Moscow’s deputy head of Kherson, Kirill Stremousov, said the regional head of the department of family, youth and sports had died “as a result of a terrorist act”.

It was the first confirmed death of a pro-Russian official during a string of attacks on pro-Kremlin officials in Ukrainian regions under Russian control.

With Ukraine pleading for accelerated weapon deliveries, the United States announced it was sending another $450 million of fresh armaments, including HIMARS rocket systems, which can launch multiple missiles at extended range.

Ukraine’s President Volodymyr Zelensky put in a video appearance at Britain’s famed Glastonbury music festival on Friday, urging revellers to “spread the truth about Russia’s war” and help Ukrainian refugees.

‘Future equal EU partner’

At a Brussels summit Thursday, EU leaders granted candidate status to Ukraine as well as Moldova, which Zelensky hailed as “a unique and historic moment”.
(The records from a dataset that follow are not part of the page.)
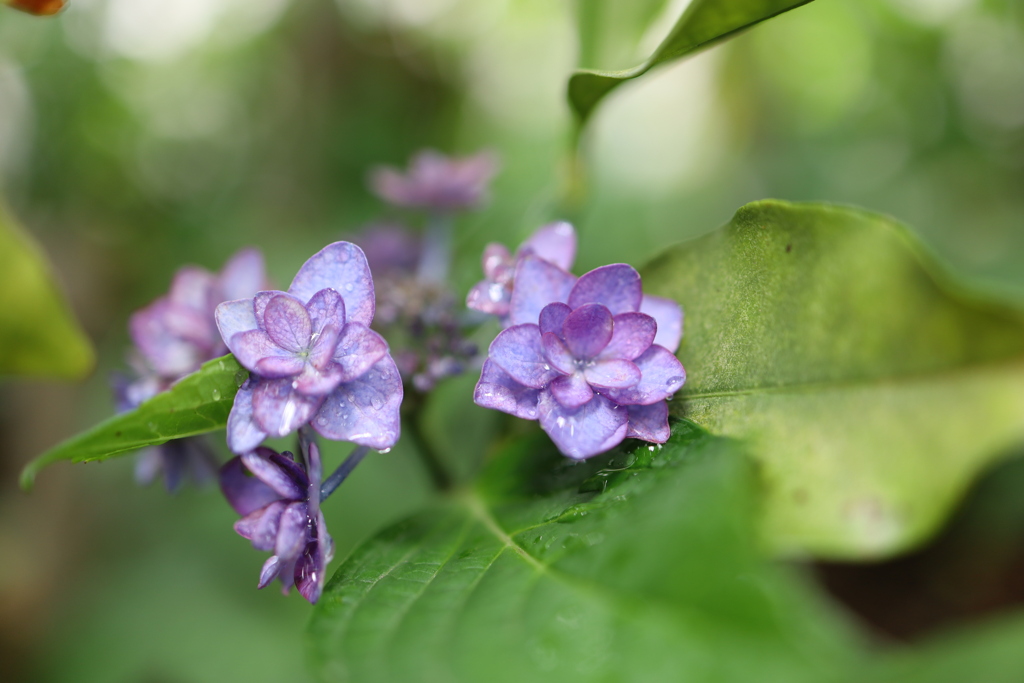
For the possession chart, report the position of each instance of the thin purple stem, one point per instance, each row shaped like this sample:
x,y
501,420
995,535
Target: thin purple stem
x,y
339,475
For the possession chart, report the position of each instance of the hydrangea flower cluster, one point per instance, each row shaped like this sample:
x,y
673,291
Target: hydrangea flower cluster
x,y
279,500
312,357
174,336
437,182
592,358
554,243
“Today it is recognised that Ukraine is not a bridge, not a pillow between the West and Russia, not a buffer between Europe and Asia, not a sphere of influence,” Zelensky said in a video address to Ukrainians on Friday.

“Ukraine is a future equal partner for at least 27 EU countries,” he said.

Kremlin spokesman Dmitry Peskov dismissed Ukraine’s new EU candidacy status as a “domestic European affair” — though Russian President Vladimir Putin has strongly resisted what Moscow sees as attempts to bring the country into NATO.

But Ukraine’s NATO aspirations are far from being realised and EU membership is at least years away.

Western officials also reiterated an accusation that Russia is weaponising its key exports of gas as well as grain from Ukraine.

On Friday, German Economy Minister Robert Habeck told Der Spiegel magazine that his country would be confronted with “difficult societal decisions” in the event of a gas shortage.

“When there is not enough gas some industries that need gas will have to be turned off,” Habeck said.